双極性障害といえば、別名「躁うつ病」。だから、「うつ病のイトコみたいなものなんだろう」と思っている人は結構いらっしゃると思います。しかし、実はそれは誤りです。
もちろん、「躁うつ病」という言葉の中に「うつ」という言葉が入っていることからも分かるように、まったく、何が何でも関係を持っていないというわけではありません。
うつ病は、双極性障害と同じように、脳内に存在する神経伝達物質の発生量に異常が出ることによって起きるものであるということが分かっています。
しかし、双極性障害の場合には、うつ病にはない「躁」という状態が含まれているのです。

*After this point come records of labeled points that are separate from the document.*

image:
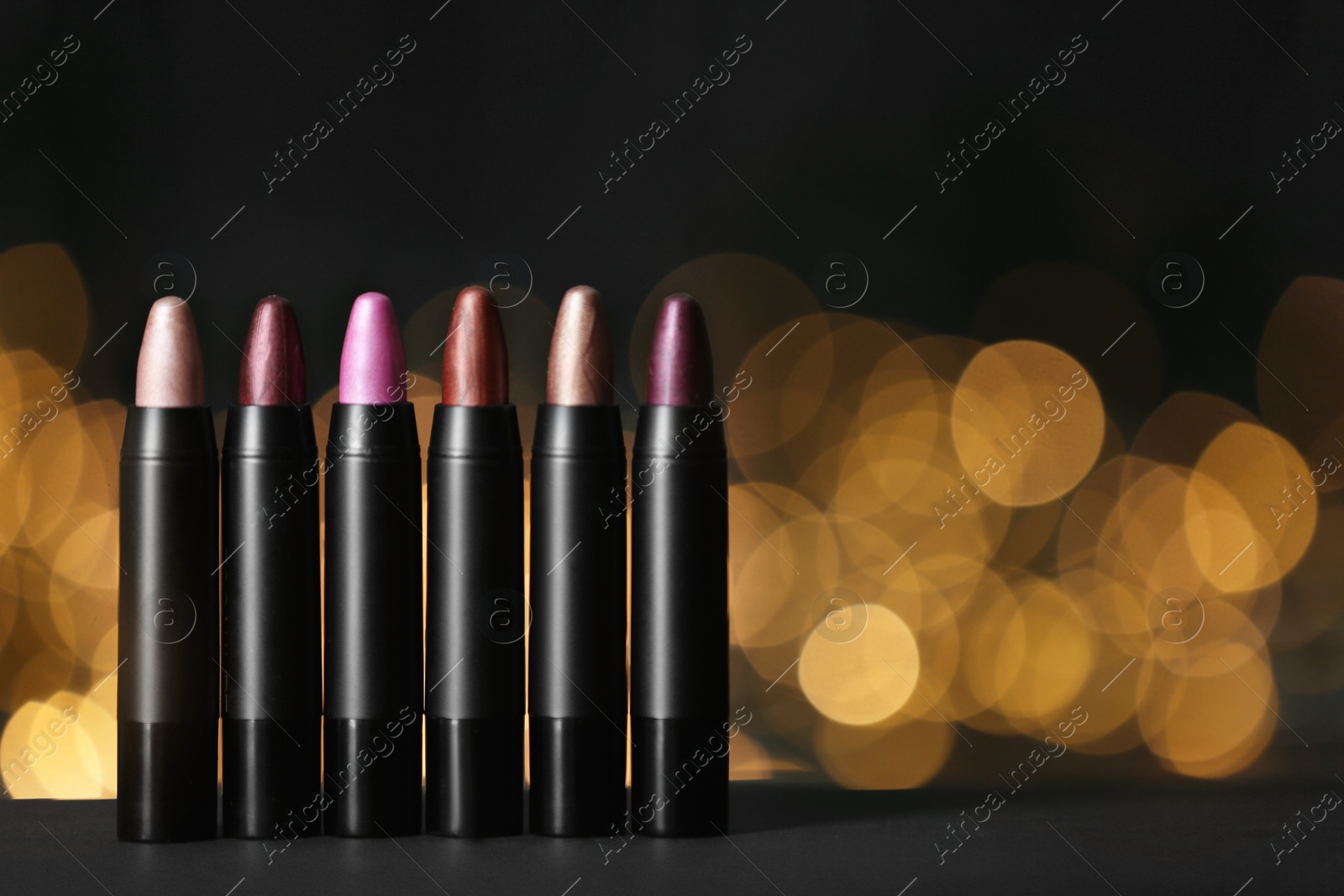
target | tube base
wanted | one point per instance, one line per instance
(165, 781)
(272, 774)
(474, 782)
(679, 778)
(578, 777)
(373, 777)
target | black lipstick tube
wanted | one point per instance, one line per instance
(168, 626)
(272, 622)
(374, 631)
(679, 621)
(476, 618)
(577, 647)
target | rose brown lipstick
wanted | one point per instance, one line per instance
(272, 621)
(679, 607)
(168, 610)
(374, 633)
(476, 617)
(577, 700)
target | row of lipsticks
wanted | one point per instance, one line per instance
(327, 705)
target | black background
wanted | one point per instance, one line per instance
(837, 116)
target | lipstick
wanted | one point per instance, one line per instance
(476, 617)
(168, 610)
(679, 595)
(374, 687)
(577, 649)
(272, 621)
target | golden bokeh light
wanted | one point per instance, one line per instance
(860, 678)
(44, 304)
(1028, 422)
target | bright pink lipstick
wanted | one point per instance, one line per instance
(374, 696)
(373, 362)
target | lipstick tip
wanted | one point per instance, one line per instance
(168, 372)
(373, 360)
(680, 362)
(475, 355)
(580, 369)
(273, 369)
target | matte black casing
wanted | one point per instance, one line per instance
(577, 696)
(374, 622)
(679, 620)
(272, 621)
(168, 626)
(476, 618)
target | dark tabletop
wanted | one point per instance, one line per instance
(1175, 837)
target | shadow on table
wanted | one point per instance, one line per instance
(761, 806)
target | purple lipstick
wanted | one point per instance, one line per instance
(679, 591)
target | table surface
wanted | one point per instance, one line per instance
(1166, 837)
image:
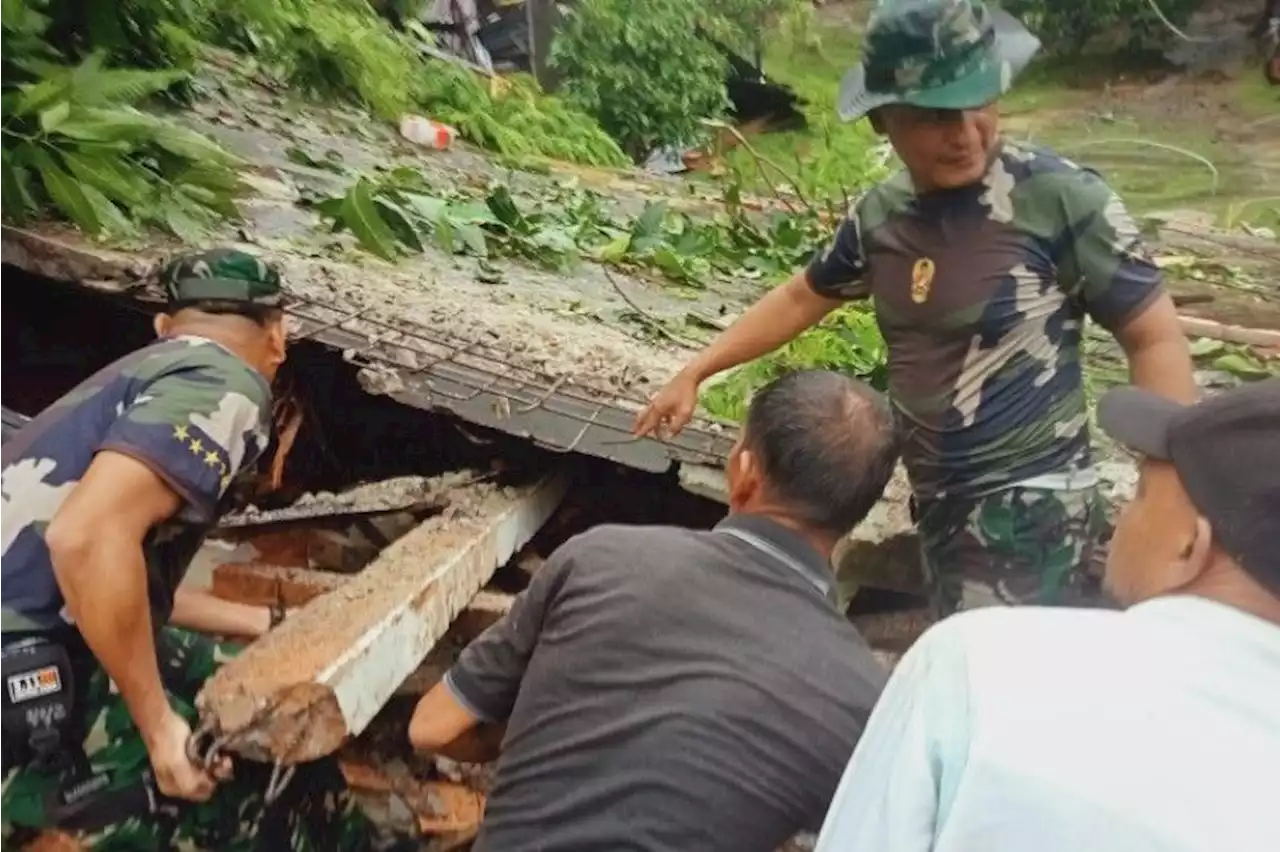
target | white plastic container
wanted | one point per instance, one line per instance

そこに、この二つの病気の違いがあります。

うつ病を治療するときに使われる抗うつ剤や、最近注目されている磁気刺激療法という方法は、人をうつ状態から改善させることは出来ますが、必ずしも、躁状態から改善させるものではありません。
うつ状態のとき、脳内の神経伝達物質の発生量は著しい減少状態にあります。
抗うつ剤や磁気刺激療法は、発生量が減ってしまった神経伝達物質を、再び適量発生させるよう、脳の神経細胞に働きかけるという効果を持っています。
この効果は、神経伝達物質が著しく増大することによって起きる躁状態には効果を持ちません。

つまり、双極性障害の場合と、うつ病の場合には、治療の方法が大きく異なるわけです。誤った治し方をしてしまわないためにも、クリニックへ行き、しっかりとした診察を受ける必要があります。